Il gioco, inteso nel senso più generico del termine, è sempre esistito, fin dall’antichità. Possiamo citare i giochi sportivi delle antiche civiltà mediterranee, come i giochi Olimpici o quelli Istmici; i ludi romani: i giochi praticati nelle antiche civiltà americane, come il gioco della palla e le corse rituali particolarmente in voga presso le popolazioni Azteche e Maja; per non parlare dei giochi praticati dalle civiltà orientali: il Judo in Giappone, ricco di implicazioni religiose, politiche e magiche.

Nel Medioevo e nel Rinascimento erano particolarmente in uso il gioco delle carte, degli scacchi e della dama; mentre tra il 1700 e il 1800 l’interesse era maggiormente rivolto ai giochi di prestigio, a quelli matematici ed enigmistici, a quei giochi che solleticavano soprattutto l’uso della mente, proprio in quella che fu l’epoca della Ragione.

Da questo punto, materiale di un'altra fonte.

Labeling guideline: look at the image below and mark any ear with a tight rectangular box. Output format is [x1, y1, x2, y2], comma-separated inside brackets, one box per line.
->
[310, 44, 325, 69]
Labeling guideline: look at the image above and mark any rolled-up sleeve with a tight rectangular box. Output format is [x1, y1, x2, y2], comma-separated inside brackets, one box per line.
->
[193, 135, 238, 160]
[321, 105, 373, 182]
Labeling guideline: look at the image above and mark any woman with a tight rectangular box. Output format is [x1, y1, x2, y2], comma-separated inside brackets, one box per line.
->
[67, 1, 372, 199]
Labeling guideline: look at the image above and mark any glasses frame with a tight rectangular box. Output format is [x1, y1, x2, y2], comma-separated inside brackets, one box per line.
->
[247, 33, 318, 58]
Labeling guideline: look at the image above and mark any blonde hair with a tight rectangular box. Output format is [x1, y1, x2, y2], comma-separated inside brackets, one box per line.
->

Da tutto ciò deduciamo come l’atteggiamento ludico si manifesti nel tempo in forme infinite.

Lo scarso valore riconosciuto all’infanzia ha fatto si che per molti secoli le attività ludiche fossero non considerate degne di attenzione e di studio, in quanto ritenute dannose per lo sviluppo del bambino.

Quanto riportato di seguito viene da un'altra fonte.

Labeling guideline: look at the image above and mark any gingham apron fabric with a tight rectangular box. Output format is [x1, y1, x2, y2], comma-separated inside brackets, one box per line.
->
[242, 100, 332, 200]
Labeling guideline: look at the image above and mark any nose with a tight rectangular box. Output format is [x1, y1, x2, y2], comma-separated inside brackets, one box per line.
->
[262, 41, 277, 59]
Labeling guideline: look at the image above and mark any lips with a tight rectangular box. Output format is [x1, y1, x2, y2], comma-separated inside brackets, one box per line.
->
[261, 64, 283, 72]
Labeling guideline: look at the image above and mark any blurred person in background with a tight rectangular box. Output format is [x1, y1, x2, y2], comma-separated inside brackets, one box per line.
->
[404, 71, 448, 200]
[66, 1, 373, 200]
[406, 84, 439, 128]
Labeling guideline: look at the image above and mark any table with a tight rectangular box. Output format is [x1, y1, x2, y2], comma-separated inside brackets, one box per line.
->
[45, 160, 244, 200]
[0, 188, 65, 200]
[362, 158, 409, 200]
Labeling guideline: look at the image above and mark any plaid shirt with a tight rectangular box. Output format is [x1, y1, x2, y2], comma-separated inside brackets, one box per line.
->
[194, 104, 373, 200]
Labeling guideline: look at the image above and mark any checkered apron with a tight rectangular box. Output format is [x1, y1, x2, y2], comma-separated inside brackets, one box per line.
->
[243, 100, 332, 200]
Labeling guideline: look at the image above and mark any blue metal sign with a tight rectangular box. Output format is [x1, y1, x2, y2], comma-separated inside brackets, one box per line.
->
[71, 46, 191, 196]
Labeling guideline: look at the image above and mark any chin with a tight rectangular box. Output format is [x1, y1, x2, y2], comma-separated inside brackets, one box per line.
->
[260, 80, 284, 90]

E’ con il Romanticismo che, contrastando l’egemonia di una ragione fredda ed utilitaria, e rivalutando le attività disinteressate ed alogiche, si ebbe la più alta esaltazione del gioco e delle attività ludiche.

Molti studiosi sono arrivati a concepire che giocare fa bene, o meglio, che giocare bene fa bene.

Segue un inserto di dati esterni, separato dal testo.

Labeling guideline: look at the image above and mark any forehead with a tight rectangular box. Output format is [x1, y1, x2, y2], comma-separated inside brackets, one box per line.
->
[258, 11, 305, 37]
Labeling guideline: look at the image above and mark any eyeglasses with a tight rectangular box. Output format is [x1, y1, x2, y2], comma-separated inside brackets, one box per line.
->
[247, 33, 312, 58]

Fa bene davvero all’individuo, alla coppia, alla società; in particolare possiamo dire che giocare è un modo di tramandare e di acquisire nuove conoscenze complesse, ed in quanto attività di rinnovamento, è necessaria alla vita. Giocare è la prima cosa che impariamo a fare ed è al tempo stesso un potente mezzo per imparare.

  1. Schiller, in Lettere sull’educazione estetica dell’uomo, riteneva il gioco “attività spontaneamente creatrice” e la poneva all’origine delle creazioni artistiche.
  2. Spencer, invece, formulò la teoria evoluzionistica del surplus d’energia; avendo l’uomo bisogno di poche energie per sopravvivere, rispetto agli animali, le restanti si trasformerebbero in attività di gioco.
  3. Groos, considera, a sua volta, il gioco infantile come espressione d’istinti che hanno bisogno di pre-esercizio: attraverso la ripetizione attiva, i meccanismi intellettivi e fisici si potenziano e maturano.
  4. Per G. Stanley Hall il gioco infantile ricapitola la giovinezza delle epoche scomparse, ed il bambino, tramite il gioco, rivive comportamenti ancestrali, cioè proprie degli avi, sopravvissuti.
  5. Claparède con la sua teoria genetico-funzionalista, interpreta il gioco come mezzo per potenziare le funzioni motrici e mentali, così è con il soddisfare bisogni presenti che il gioco prepara l’avvenire.
  6. Dewey, invece, abbatte la contrapposizione tra gioco e lavoro e ne traccia l’ideale continuità in una visione dello sviluppo infantile attivo e motivato. Egli afferma che “Quando risultati abbastanza remoti di carattere definito sono previsti e richiedono uno sforzo persistente per il loro compimento, il gioco diventa lavoro. Come il gioco, esso significa un’attività finalistica e non differisce dal gioco in quanto l’attività è subordinata ad un risultato esterno, ma poiché è più lungo il corso d’attività che il risultato”.
  7. Per Freud il gioco è mezzo per comprendere le motivazioni profonde, le paure, i bisogni ed i desideri dei bambini.
  8. Huizinga considera il gioco come funzione creatrice di cultura e la riconosce come origine d’ogni manifestazione culturale: dal diritto all’arte, dalla religione allo sport.
  9. Per Chateau il gioco è essenzialmente il mondo dell’immaginazione e del far finta, e proprio questa capacità ci differenzierebbe dagli animali.
  10. Visalberghi, considera il gioco un’attività automotivata, ponendolo alla radice d’ogni processo conoscitivo, significativo, e definisce ludiformi le attività dell’adulto che conservano molte delle caratteristiche del gioco infantile.
  11. Rousseau, il quale scrisse l’Emilio, rilevò il valore delle attività spontanee nel processo di formazione dell’uomo ed esaltò, quindi, il gioco infantile, promovendo la nascita delle prime scuole per l’infanzia.